Double-breasted suits are making a comeback, and if you’re new to them, here are a couple of tips to keep in mind. First off, if your double-breasted suit or sport coat has a six-button front, you’ll have the option of buttoning either one or two buttons. We prefer buttoning the top one and leaving the bottom undone. It’s a little more nonchalant, a nice counterbalance to the double-breasted’s more formal and imposing appearance. The same rule also applies to the bottom button on both two-button and three-button jackets.
Next, many menswear experts would agree that you never wear a button-down collar with a double-breasted jacket.

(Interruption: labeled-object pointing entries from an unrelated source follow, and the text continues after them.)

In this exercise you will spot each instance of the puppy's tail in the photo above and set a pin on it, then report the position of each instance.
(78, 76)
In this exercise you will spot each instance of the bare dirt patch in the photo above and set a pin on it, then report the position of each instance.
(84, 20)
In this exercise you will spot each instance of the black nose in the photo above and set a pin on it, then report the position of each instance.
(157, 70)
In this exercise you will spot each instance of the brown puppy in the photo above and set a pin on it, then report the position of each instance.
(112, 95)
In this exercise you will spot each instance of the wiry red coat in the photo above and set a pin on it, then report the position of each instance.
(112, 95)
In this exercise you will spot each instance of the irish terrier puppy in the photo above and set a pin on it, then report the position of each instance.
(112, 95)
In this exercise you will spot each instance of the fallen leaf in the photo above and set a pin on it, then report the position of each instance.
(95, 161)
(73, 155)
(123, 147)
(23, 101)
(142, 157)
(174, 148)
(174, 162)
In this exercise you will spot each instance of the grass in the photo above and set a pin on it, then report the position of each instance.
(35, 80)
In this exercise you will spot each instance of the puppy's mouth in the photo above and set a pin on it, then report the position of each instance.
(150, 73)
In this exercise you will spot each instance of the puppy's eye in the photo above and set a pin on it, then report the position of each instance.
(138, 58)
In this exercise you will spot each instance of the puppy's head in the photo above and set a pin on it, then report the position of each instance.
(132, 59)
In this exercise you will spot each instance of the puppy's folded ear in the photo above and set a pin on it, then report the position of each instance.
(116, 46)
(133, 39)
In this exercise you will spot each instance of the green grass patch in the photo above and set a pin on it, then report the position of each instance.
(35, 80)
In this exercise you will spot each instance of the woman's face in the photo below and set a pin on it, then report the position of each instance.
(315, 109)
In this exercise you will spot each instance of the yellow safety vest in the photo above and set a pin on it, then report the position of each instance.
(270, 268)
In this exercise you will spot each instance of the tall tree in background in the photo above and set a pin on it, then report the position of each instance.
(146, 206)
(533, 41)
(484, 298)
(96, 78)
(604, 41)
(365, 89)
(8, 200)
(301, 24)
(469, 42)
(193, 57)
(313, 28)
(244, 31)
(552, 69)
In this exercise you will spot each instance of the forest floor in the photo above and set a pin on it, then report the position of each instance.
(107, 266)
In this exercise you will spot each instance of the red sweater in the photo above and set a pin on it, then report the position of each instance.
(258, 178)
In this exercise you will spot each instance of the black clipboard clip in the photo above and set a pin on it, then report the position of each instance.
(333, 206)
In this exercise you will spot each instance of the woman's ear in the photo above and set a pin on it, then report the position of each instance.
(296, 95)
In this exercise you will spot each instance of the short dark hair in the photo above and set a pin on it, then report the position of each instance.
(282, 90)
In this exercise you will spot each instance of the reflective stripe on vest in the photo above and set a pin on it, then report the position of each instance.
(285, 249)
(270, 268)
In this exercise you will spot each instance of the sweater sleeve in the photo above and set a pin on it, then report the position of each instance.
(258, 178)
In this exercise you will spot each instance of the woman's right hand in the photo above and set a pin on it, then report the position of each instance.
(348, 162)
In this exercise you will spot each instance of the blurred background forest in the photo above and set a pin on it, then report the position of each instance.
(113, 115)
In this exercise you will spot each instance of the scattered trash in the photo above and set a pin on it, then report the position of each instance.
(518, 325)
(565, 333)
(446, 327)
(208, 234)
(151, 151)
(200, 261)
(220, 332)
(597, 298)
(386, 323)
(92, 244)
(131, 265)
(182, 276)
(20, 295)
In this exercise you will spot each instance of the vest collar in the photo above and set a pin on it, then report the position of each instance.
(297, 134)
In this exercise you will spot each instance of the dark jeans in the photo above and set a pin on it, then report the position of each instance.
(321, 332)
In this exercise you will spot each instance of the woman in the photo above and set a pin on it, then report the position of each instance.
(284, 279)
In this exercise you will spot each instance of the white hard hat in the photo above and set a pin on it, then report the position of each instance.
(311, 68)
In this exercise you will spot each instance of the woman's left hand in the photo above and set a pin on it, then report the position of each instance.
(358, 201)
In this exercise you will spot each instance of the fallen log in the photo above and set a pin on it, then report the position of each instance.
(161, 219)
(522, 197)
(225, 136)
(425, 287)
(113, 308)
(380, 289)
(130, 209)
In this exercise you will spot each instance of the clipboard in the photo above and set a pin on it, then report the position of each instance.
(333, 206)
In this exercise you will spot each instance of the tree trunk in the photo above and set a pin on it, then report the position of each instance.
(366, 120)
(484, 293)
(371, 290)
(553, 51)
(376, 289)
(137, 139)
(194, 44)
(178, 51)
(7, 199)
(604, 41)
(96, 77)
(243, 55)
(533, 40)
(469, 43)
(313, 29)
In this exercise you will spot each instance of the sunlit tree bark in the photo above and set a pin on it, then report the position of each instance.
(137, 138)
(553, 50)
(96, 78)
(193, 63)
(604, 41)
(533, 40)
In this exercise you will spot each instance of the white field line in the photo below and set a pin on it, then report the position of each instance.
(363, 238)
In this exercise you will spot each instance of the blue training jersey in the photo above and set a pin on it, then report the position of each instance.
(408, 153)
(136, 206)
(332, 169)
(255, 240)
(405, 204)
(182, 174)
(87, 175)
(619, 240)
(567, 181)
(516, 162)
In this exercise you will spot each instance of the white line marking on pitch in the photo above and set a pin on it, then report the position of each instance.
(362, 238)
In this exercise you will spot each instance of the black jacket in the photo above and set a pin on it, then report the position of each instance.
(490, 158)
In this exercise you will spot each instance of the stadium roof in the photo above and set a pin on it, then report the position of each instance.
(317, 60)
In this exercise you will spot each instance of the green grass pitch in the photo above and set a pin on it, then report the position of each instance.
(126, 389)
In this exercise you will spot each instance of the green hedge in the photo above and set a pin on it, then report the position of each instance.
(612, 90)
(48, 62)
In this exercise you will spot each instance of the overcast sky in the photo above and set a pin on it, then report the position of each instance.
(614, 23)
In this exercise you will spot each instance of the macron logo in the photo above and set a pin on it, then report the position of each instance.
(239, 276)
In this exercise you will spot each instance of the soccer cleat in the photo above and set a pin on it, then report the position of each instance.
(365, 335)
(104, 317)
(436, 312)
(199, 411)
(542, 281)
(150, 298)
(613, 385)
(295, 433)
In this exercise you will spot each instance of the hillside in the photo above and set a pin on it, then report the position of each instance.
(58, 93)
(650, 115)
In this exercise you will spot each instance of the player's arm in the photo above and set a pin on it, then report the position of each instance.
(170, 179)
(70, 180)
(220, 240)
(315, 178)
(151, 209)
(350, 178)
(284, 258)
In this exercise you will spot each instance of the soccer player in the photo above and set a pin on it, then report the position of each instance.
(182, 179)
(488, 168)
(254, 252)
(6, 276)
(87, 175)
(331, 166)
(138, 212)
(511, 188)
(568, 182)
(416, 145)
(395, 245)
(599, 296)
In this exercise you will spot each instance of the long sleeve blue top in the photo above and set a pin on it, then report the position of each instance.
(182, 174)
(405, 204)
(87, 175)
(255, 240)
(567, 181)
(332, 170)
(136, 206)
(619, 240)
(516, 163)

Yes, Fred Astaire used to break this rule, but he was one of the most legendary dressers ever, so he earns a pardon. But frankly we’d rather see him in any other collar — straight, spread, eyelet, tab — than a button-down. The button-down is a bit casual, and the double-breasted demands a dressier shirt.
Lastly, when wearing one of our three-piece suits, leave the bottom button undone on the vest. It’s another subtle touch of nonchalance that goes back to Edward VII (for whom the Edwardian Era is named), who raised his corpulent self from a stately dinner with a little extra room to digest, and a fashion was set that has lasted a hundred years.